Traditional SAW device is completed on the monocrystal chips such as lithium tantalate, lithium niobate.These devices have
Have the advantages that consistency is good, process conditions are ripe, but lithium niobate is relatively low (3500m/s or so) with the lithium tantalate velocity of sound, is made with it
Make the SAW device of 2.5GHz, interdigital finger beam is necessarily less than 350nm, and the corresponding finger beams of 5GHz are less than 175nm, approaches at present partly
The limit of conductor industrial level causes severed finger serious, and yield rate is too low.And it is interdigital smaller, resistance is bigger, power bearing ability
It is smaller, further increasing for SAW device frequency is seriously constrained, and all there is larger temperature drift coefficient.With wireless
The extension to high-frequency, high power and low-temperature coefficient is communicated, they cannot fully meet these requirements.Then various height
Velocity of sound substrate and piezoelectric membrane are used for the making of SAW device, such as diamond self-supporting substrate, diamond thin, eka-gold
Hard rock film, zinc oxide, aluminium nitride etc..Although substrate or piezoelectric membrane all have the very high velocity of sound and thermal conductivity, it is expected to make
Make high frequency high power device, but these substrates or piezoelectric membrane cause with respect to significant deficiency existing for monocrystal chip it is larger
The problems such as propagation loss and poor consistency.It is exactly that Q values are small, and propagation loss is big in these reflections to device, device homogeneity is poor.Study carefully
The reason is that these diamonds are all polycrystalline materials, highdensity crystal defect causes higher propagation loss.In addition to this, raw
The piezoelectric membrane on these substrates is grown, quality can not show a candle to monocrystal chip, and the crystal defect in film is also further degrading
The performance of device.Therefore, there is an urgent need to develop go out a kind of high-frequency high-performance SAW device at present.
Invention content
The object of the present invention is to provide a kind of high-frequency high-performance SAW devices, specially a kind of to be led based on high velocity of sound height
The single-crystal silicon carbide substrate and lithium tantalate of hot low-temperature coefficient or the SAW device of lithium niobate monocrystal film, structure are interdigital
Electrode/lithium tantalate or lithium niobate monocrystal film/single-crystal silicon carbide substrate form.

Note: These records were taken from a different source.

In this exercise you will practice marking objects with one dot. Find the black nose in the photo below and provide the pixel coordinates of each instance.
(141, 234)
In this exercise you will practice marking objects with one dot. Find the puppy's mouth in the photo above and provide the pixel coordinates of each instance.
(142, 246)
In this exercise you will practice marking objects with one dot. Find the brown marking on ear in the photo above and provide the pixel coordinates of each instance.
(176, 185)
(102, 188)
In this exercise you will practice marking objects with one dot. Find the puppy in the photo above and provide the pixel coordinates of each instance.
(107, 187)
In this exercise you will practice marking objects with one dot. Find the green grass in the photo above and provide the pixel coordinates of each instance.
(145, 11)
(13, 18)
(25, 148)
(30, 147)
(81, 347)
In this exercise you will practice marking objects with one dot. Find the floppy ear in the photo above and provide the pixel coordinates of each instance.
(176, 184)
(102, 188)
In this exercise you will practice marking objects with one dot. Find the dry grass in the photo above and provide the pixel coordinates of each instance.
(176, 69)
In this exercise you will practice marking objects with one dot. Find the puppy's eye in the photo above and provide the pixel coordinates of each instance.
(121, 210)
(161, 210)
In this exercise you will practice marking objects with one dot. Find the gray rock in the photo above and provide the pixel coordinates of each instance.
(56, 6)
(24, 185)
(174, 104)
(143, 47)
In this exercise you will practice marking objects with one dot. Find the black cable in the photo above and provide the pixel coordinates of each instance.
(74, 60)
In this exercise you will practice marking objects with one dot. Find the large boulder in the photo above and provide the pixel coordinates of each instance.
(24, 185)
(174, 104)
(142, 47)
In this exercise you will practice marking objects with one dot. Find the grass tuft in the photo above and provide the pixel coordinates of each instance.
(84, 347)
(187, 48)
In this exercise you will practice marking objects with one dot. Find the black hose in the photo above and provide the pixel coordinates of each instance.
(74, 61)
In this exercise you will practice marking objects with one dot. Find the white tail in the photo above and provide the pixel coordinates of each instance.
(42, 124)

High-frequency high-performance SAW device provided by the present invention, including be sequentially overlapped single-crystal silicon carbide substrate, pressure
Conductive film and interdigital electrode;
The piezoelectric membrane is monocrystalline lithium tantalate film or lithium niobate monocrystal film.
High-frequency high-performance SAW device of the present invention uses single-crystal silicon carbide substrate as substrate, with preferable sound
Speed, and it is excellent to have that crystal quality is high, consistency is good etc. compared to diamond self-supporting substrate and diamond and DLC film
Point.Since silicon carbide itself does not have piezoelectric property, acoustic-electric conversion can not be carried out, thus the present invention using single-crystal silicon carbide with
The Multilayer system that lithium tantalate or lithium niobate piezoelectric material are combined.The crystal quality of lithium tantalate or lithium niobate piezoelectric monocrystal thin films
Height, consistency is good, is capable of providing excellent performance.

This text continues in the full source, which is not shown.